Now no one really wants to pick on Ben & Jerry’s (as they remain somewhat of a favorite of the sugar-addled and those plagued with a chronic case of unyielding munchies) and their exit from the “all natural” claim was, while not entirely graceful, somewhat commendable. But this latest controversy is just a mere stumble in the longer, more injurious plunge from the ideal of natural to the more manufactured and artificial reality.
The fact is, natural food, or “all natural food” means absolutely nothing in this day and age. It is a designate that is so loose and adaptable, that just about anything can be deemed natural, including Pepsi Natural. As it turns out, food can only be labeled natural if it contains no artificial ingredients or added colors and is minimally processed, this is according to the USDA. But the natural label is neither enforced or regulated, and can be (as it is often) used without any USDA approval. And the fact that the terms, “natural flavorings” and “natural colorings” can be used when referring to additives that are anything but natural hardly instills confidence. All that is required to liberally use these terms is that one key component to the “natural” ingredient is derived from something natural, even if it has been distilled, refined or diluted countless times.
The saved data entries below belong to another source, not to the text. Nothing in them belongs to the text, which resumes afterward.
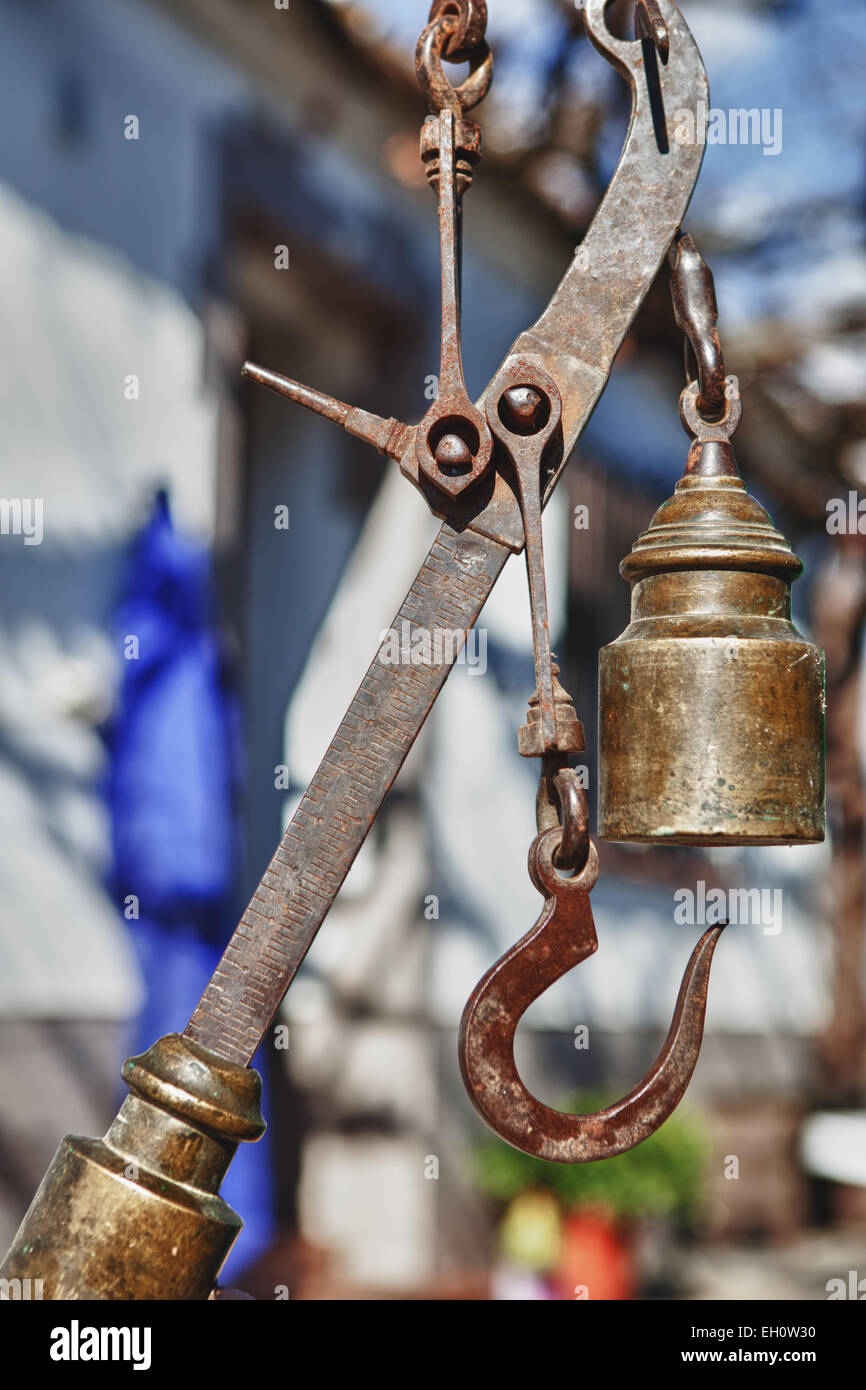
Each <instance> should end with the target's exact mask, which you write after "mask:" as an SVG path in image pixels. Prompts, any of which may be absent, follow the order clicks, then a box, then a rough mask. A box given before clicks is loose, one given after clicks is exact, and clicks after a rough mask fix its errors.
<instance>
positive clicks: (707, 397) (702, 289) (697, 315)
mask: <svg viewBox="0 0 866 1390" xmlns="http://www.w3.org/2000/svg"><path fill="white" fill-rule="evenodd" d="M669 261H670V267H671V277H670V293H671V297H673V302H674V317H676V320H677V324H678V327H680V328H681V329H683V332H684V334H685V338H687V349H685V379H687V381H688V382H689V384H691V379H692V378H691V373H689V363H688V346H691V350H692V352H694V354H695V361H696V364H698V386H699V393H698V411H699V414H701V416H702V417H703V420H705V421H706V423H708V424H714V423H716V421H719V420H721V418H723V417H724V414H726V393H724V392H726V377H724V360H723V357H721V342H720V339H719V329H717V327H716V321H717V318H719V306H717V303H716V286H714V282H713V272H712V271H710V268H709V265H708V264H706V261H705V260H703V257H702V254H701V252H699V250H698V247H696V246H695V243H694V240H692V238H691V236H689V235H688V234H687V232H681V234H680V235H678V236H677V239H676V240H674V243H673V246H671V249H670V254H669Z"/></svg>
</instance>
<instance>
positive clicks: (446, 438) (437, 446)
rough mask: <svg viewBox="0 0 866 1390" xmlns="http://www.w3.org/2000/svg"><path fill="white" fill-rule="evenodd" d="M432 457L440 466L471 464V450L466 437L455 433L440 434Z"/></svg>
mask: <svg viewBox="0 0 866 1390" xmlns="http://www.w3.org/2000/svg"><path fill="white" fill-rule="evenodd" d="M434 459H435V460H436V463H438V466H439V467H441V468H471V466H473V452H471V449H470V446H468V445H467V442H466V439H461V438H460V435H457V434H448V435H442V438H441V439H439V442H438V445H436V449H435V453H434Z"/></svg>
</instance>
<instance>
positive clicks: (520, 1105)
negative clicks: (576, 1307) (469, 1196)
mask: <svg viewBox="0 0 866 1390" xmlns="http://www.w3.org/2000/svg"><path fill="white" fill-rule="evenodd" d="M560 840H562V830H559V828H553V830H546V831H545V833H544V834H541V835H538V838H537V840H535V841H534V842H532V847H531V849H530V876H531V878H532V883H534V884H535V887H537V888H538V891H539V892H541V894H542V895H544V897H545V905H544V908H542V912H541V916H539V917H538V920H537V923H535V924H534V926H532V927H531V929H530V931H528V933H527V934H525V935H524V937H523V938H521V940H520V941H518V942H517V944H516V945H513V947H512V948H510V949H509V951H506V954H505V955H503V956H502V958H500V959H499V960H498V962H496V963H495V965H493V966H492V967H491V969H489V970H488V973H487V974H485V976H484V979H482V980H481V981H480V983H478V986H477V987H475V990H474V991H473V994H471V997H470V999H468V1004H467V1005H466V1009H464V1011H463V1019H461V1023H460V1040H459V1055H460V1072H461V1076H463V1084H464V1086H466V1088H467V1091H468V1094H470V1098H471V1101H473V1104H474V1105H475V1108H477V1109H478V1111H480V1113H481V1115H482V1116H484V1119H485V1120H487V1123H488V1125H489V1126H491V1127H492V1129H495V1130H496V1133H498V1134H500V1136H502V1138H505V1140H507V1141H509V1144H513V1145H514V1147H516V1148H520V1150H523V1151H524V1152H525V1154H534V1155H535V1156H537V1158H546V1159H552V1161H553V1162H559V1163H589V1162H594V1161H595V1159H601V1158H612V1156H613V1155H614V1154H623V1152H626V1150H630V1148H634V1147H635V1145H637V1144H641V1143H642V1141H644V1140H645V1138H649V1136H651V1134H652V1133H655V1130H657V1129H659V1126H660V1125H663V1123H664V1120H666V1119H667V1118H669V1116H670V1115H671V1113H673V1111H674V1109H676V1108H677V1105H678V1104H680V1101H681V1099H683V1095H684V1093H685V1088H687V1086H688V1083H689V1081H691V1077H692V1073H694V1070H695V1065H696V1062H698V1054H699V1051H701V1042H702V1040H703V1017H705V1013H706V994H708V987H709V973H710V965H712V959H713V952H714V949H716V944H717V942H719V938H720V935H721V933H723V930H724V926H727V923H724V924H723V926H717V927H710V929H709V930H708V931H705V933H703V935H702V937H701V940H699V941H698V945H696V947H695V949H694V951H692V954H691V958H689V962H688V965H687V967H685V973H684V976H683V983H681V986H680V994H678V997H677V1006H676V1011H674V1016H673V1022H671V1024H670V1029H669V1033H667V1037H666V1040H664V1044H663V1047H662V1051H660V1052H659V1056H657V1058H656V1061H655V1062H653V1065H652V1068H651V1069H649V1072H648V1073H646V1076H645V1077H644V1079H642V1080H641V1081H638V1084H637V1086H635V1087H634V1090H631V1091H630V1093H628V1095H624V1097H623V1099H621V1101H616V1102H614V1104H613V1105H609V1106H607V1108H606V1109H603V1111H596V1112H595V1113H592V1115H566V1113H563V1112H562V1111H555V1109H553V1108H552V1106H549V1105H545V1104H544V1102H542V1101H538V1099H535V1097H534V1095H532V1094H531V1093H530V1091H528V1090H527V1087H525V1086H524V1084H523V1081H521V1079H520V1076H518V1073H517V1066H516V1063H514V1034H516V1031H517V1024H518V1023H520V1019H521V1017H523V1015H524V1013H525V1011H527V1009H528V1008H530V1005H531V1004H532V1002H534V1001H535V999H537V998H538V997H539V995H541V994H544V991H545V990H546V988H548V987H549V986H550V984H553V983H555V981H556V980H559V979H560V977H562V976H563V974H566V973H567V972H569V970H571V969H573V967H574V966H575V965H580V963H581V960H587V959H588V958H589V956H591V955H594V952H595V951H596V949H598V937H596V933H595V923H594V920H592V909H591V908H589V890H591V888H592V885H594V884H595V880H596V877H598V853H596V849H595V845H592V844H591V847H589V859H588V860H587V866H585V867H584V870H582V872H581V873H578V874H575V876H574V877H573V878H563V877H562V876H560V874H559V873H557V872H556V869H555V865H553V855H555V853H556V851H557V849H559V842H560Z"/></svg>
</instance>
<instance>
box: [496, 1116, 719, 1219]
mask: <svg viewBox="0 0 866 1390" xmlns="http://www.w3.org/2000/svg"><path fill="white" fill-rule="evenodd" d="M613 1099H614V1097H612V1095H603V1094H598V1093H594V1091H580V1093H577V1094H575V1095H571V1097H570V1098H569V1102H567V1104H564V1105H563V1109H564V1111H567V1112H571V1113H578V1112H582V1113H589V1112H592V1111H598V1109H602V1108H603V1106H605V1105H610V1104H612V1101H613ZM708 1156H709V1141H708V1137H706V1133H705V1130H703V1127H702V1126H701V1125H699V1123H698V1122H695V1120H694V1119H687V1118H685V1116H683V1115H680V1113H678V1112H677V1113H674V1115H673V1116H671V1118H670V1119H669V1120H667V1122H666V1123H664V1125H663V1126H662V1127H660V1129H659V1130H656V1133H655V1134H651V1137H649V1138H648V1140H645V1141H644V1143H642V1144H638V1147H637V1148H632V1150H630V1151H628V1152H627V1154H619V1155H617V1156H616V1158H606V1159H602V1161H599V1162H596V1163H550V1162H548V1161H546V1159H544V1158H532V1156H531V1155H530V1154H523V1152H520V1150H516V1148H512V1145H510V1144H503V1143H502V1140H488V1141H485V1143H482V1144H478V1145H477V1148H475V1150H474V1151H473V1156H471V1173H473V1177H474V1180H475V1184H477V1186H478V1187H480V1190H481V1191H482V1193H484V1194H485V1195H487V1197H489V1198H491V1200H493V1201H496V1202H510V1201H512V1200H513V1198H514V1197H517V1194H518V1193H523V1191H525V1190H527V1188H532V1187H534V1188H539V1187H541V1188H548V1190H549V1191H552V1193H555V1194H556V1195H557V1197H559V1200H560V1201H562V1202H563V1205H564V1207H603V1208H606V1209H607V1211H609V1212H610V1213H613V1215H617V1216H621V1218H637V1216H669V1218H674V1219H678V1220H681V1222H683V1223H684V1225H688V1226H691V1225H694V1223H695V1220H696V1218H698V1215H699V1212H701V1207H702V1204H703V1188H705V1172H706V1161H708Z"/></svg>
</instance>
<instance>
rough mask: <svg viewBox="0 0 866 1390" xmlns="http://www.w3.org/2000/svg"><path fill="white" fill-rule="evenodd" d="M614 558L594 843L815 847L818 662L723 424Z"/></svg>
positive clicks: (815, 835)
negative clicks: (614, 558) (618, 631)
mask: <svg viewBox="0 0 866 1390" xmlns="http://www.w3.org/2000/svg"><path fill="white" fill-rule="evenodd" d="M695 402H696V385H692V386H689V388H688V389H687V392H684V398H683V406H681V409H683V418H684V423H685V425H687V428H688V430H689V432H691V434H694V435H695V441H694V443H692V448H691V452H689V456H688V463H687V467H685V474H684V477H683V478H681V480H680V482H678V484H677V489H676V492H674V495H673V498H670V499H669V500H667V502H664V505H663V506H662V507H660V509H659V512H657V513H656V514H655V517H653V520H652V524H651V527H649V530H648V531H645V532H644V534H642V535H641V537H639V538H638V541H637V542H635V545H634V549H632V550H631V555H628V556H627V557H626V560H623V564H621V566H620V573H621V574H623V577H624V578H626V580H628V581H630V582H631V623H630V626H628V627H627V628H626V631H624V632H623V634H621V637H619V638H617V641H616V642H612V644H610V645H609V646H605V648H603V649H602V652H601V659H599V835H601V837H602V838H603V840H614V841H644V842H653V844H674V845H683V844H692V845H694V844H698V845H780V844H813V842H816V841H822V840H823V838H824V653H823V652H822V651H820V649H819V648H817V646H813V645H812V644H810V642H808V641H806V639H805V638H803V637H802V635H801V634H799V632H798V631H796V628H795V627H794V624H792V623H791V584H792V581H794V580H795V578H796V577H798V575H799V574H801V571H802V563H801V560H798V557H796V556H795V555H794V553H792V550H791V548H790V546H788V543H787V541H785V539H784V537H783V535H780V532H778V531H776V530H774V528H773V524H771V521H770V517H769V516H767V513H766V512H765V509H763V507H762V506H760V505H759V503H758V502H756V500H755V499H753V498H752V496H749V495H748V492H746V491H745V486H744V484H742V481H741V478H740V473H738V468H737V460H735V457H734V450H733V448H731V445H730V435H731V434H733V431H734V428H735V425H737V423H738V420H740V414H741V404H740V398H738V396H735V398H734V399H733V400H728V406H727V413H726V417H724V420H723V421H721V424H719V425H709V424H708V423H706V421H703V420H702V418H701V416H698V413H696V406H695Z"/></svg>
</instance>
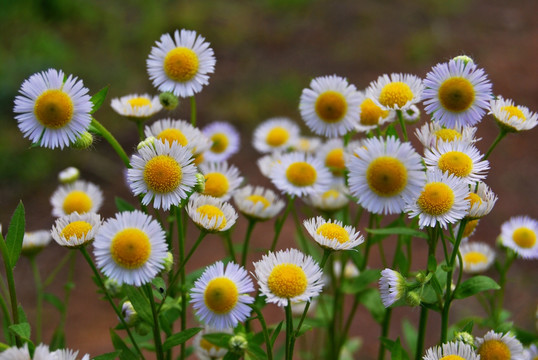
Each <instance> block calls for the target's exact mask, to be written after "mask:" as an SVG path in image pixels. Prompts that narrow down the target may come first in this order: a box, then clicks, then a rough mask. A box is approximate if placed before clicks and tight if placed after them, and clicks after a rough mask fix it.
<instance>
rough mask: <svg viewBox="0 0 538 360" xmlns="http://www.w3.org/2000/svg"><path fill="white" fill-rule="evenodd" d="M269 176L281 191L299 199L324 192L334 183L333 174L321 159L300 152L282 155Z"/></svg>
mask: <svg viewBox="0 0 538 360" xmlns="http://www.w3.org/2000/svg"><path fill="white" fill-rule="evenodd" d="M269 176H270V177H271V181H272V182H273V184H275V186H276V187H277V188H278V189H279V190H280V191H282V192H283V193H286V194H289V195H292V196H299V197H301V196H304V195H310V194H312V193H320V192H324V191H326V190H328V189H329V186H330V184H331V182H332V175H331V173H330V172H329V170H328V169H327V168H326V167H325V166H324V165H323V162H322V161H321V160H320V159H319V158H317V157H313V156H311V155H307V154H305V153H299V152H293V153H288V154H284V155H282V156H281V157H280V162H277V163H276V164H274V165H273V166H272V168H271V173H270V174H269Z"/></svg>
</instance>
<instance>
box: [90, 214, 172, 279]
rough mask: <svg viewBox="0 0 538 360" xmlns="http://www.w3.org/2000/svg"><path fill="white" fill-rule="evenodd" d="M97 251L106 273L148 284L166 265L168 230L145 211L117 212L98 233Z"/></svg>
mask: <svg viewBox="0 0 538 360" xmlns="http://www.w3.org/2000/svg"><path fill="white" fill-rule="evenodd" d="M93 247H94V250H93V253H94V256H95V261H96V263H97V266H98V267H99V268H100V269H101V271H102V272H103V274H105V275H106V276H107V277H109V278H112V279H114V280H116V281H117V282H118V284H119V285H121V284H123V283H125V284H129V285H134V286H141V285H144V284H147V283H148V282H150V281H151V280H153V278H154V277H155V276H156V275H157V274H158V273H159V272H161V270H162V269H163V268H164V261H165V258H166V256H167V251H168V245H167V244H166V236H165V232H164V231H163V229H162V228H161V226H160V225H159V223H158V222H157V221H156V220H154V219H153V218H152V217H151V216H149V215H146V214H144V213H143V212H141V211H138V210H136V211H132V212H121V213H117V214H116V216H115V217H114V218H110V219H108V220H106V221H105V222H104V223H103V225H102V226H101V229H100V230H99V232H98V233H97V236H96V237H95V241H94V243H93Z"/></svg>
As with many labels, the “natural” label no longer has any meaning whatsoever. If anything, when I see a natural label, it makes me all the more skeptical of the product, as it more often tends to be a sign of cynical marketing than any certifiable purity. So, should we make like Ben & Jerry’s and just ditch the “natural” label once and for all? Maybe move on to something a bit more absolute, like organic (not without its problems) or Naturally Certified? Or should we fight to restore the meaning of natural, and make it adhere to a more precise definition? What do you think “natural” should mean in regards to food?